On Target
November 26, 2004
Connecting with the sponsorship scenario

All of a sudden, the issue of sponsorship has surfaced as a crucial issue in regional sporting endeavours. Sadly, that furore has hit the Caribbean, perhaps a spill over of the scenario on the international sphere.

If the VB Limited Overs series in Australia next year takes place, there might be a different West Indies squad from those on the list of those originally invited to prepare. {{more}}

The West Indies Players Association and the West Indies Cricket Board are in dispute over certain terms and arrangements involving the players. The impasse seems difficult to resolve, even in the face of long negotiating sessions between the parties.

The Caribbean has been known to be a breeding ground for exploitation, from its historical and colonial legacy. Breaking out of that mould has always proven a turbulent exercise, so the ongoing situation is a gentle reminder of the factors and potential explosion.

Up until recently, money for Caribbean sports figures was like a pipe dream. Athletes participated for the sheer love and enjoyment of sport. But former ace West Indian speedster, politician and evangelist, Rev. Wesley Hall, put the issue bluntly if not humorously at a Sports Tourism Forum last Wednesday at the Peace Memorial Hall when he referred to the meager returns when he quit the game of cricket.

The scramble for sponsorship rights and their connecting factors have escalated with venomous intensity, especially in recent years, and they seem to have traversed the entire sporting spectrum.

While some arrangements spell added value and recognition to our tremendous sporting talent, there is the very possibility of scaring off sponsors. There is also the potential of driving a rift between players and associations.

In the end, the very sport is likely to suffer in more ways than one.

In some instances, the sponsorship may be withdrawn owing to the atmosphere of acrimony over which many of the negotiations have been known to have taken place.

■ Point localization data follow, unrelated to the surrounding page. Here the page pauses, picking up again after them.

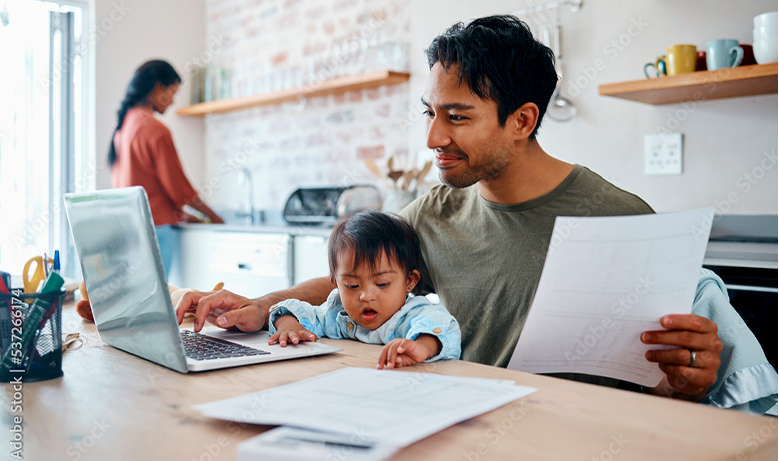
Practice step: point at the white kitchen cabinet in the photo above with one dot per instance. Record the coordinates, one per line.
(249, 263)
(310, 258)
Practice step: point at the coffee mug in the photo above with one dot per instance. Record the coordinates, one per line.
(749, 55)
(658, 67)
(678, 59)
(723, 53)
(700, 61)
(765, 37)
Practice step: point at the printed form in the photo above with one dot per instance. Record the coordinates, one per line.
(605, 281)
(394, 407)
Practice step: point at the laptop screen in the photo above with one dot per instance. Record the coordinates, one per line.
(117, 248)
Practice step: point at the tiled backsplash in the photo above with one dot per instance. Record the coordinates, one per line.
(317, 142)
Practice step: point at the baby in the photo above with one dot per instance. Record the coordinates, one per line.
(376, 267)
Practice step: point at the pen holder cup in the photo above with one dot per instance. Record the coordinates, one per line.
(31, 352)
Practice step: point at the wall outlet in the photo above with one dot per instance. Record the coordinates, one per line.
(663, 154)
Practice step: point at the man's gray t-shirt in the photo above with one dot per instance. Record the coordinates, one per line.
(485, 259)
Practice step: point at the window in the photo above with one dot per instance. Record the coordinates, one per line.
(43, 127)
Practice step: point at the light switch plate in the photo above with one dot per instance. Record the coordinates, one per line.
(663, 154)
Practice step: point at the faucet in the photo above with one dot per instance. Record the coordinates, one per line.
(246, 178)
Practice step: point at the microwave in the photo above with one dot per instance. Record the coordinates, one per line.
(326, 205)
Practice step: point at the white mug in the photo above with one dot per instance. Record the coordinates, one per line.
(764, 35)
(765, 19)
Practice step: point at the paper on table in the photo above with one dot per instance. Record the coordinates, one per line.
(395, 407)
(605, 281)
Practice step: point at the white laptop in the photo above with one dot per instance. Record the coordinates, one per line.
(120, 259)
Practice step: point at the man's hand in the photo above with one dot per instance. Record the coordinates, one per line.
(405, 352)
(222, 308)
(288, 328)
(690, 333)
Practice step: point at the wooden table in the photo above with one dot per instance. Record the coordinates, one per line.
(111, 405)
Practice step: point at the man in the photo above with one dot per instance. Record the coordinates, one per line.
(487, 91)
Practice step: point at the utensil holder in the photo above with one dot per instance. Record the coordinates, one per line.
(41, 356)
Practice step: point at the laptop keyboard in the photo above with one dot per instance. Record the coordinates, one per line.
(202, 347)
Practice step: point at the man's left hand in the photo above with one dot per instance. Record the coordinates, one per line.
(689, 333)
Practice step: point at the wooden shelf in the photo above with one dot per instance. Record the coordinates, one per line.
(698, 86)
(327, 87)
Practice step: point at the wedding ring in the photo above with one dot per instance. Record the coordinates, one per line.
(693, 359)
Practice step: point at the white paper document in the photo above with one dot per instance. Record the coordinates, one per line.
(395, 407)
(605, 281)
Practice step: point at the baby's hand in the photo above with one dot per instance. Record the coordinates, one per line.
(289, 329)
(405, 352)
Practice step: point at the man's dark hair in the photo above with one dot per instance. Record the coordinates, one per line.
(371, 233)
(499, 60)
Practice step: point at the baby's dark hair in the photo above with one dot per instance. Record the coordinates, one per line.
(368, 234)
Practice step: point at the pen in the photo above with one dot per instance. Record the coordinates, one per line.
(5, 317)
(56, 266)
(31, 328)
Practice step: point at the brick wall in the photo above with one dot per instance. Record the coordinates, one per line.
(323, 141)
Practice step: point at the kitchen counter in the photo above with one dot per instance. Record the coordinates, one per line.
(266, 228)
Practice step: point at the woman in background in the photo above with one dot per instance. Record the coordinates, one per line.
(142, 154)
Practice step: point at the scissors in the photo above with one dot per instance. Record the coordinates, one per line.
(31, 281)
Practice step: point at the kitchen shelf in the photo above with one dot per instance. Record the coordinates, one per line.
(734, 82)
(327, 87)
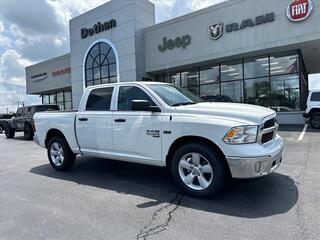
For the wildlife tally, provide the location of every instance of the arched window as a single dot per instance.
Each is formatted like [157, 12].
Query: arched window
[100, 65]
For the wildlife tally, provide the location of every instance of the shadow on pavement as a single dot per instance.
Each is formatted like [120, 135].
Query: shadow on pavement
[275, 194]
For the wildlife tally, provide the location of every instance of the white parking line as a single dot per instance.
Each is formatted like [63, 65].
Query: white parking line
[303, 132]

In the other instance, players stand to lose either from their own indifference or from the controversy around the entire episode.

We have to be careful how we rationalise our actions in the face of rapidly changing and evolving circumstances. And the appeal goes to every one.

While there is need for the maintenance of pride, dignity and respect for human rights, one has to be mindful of the global trend. The Caribbean has been known for its unique style, engendered by historical lessons. We can’t throw away the baby with the bath water. But we have to always improve the package to cater for the diversity of interest be it players, associations or spectators.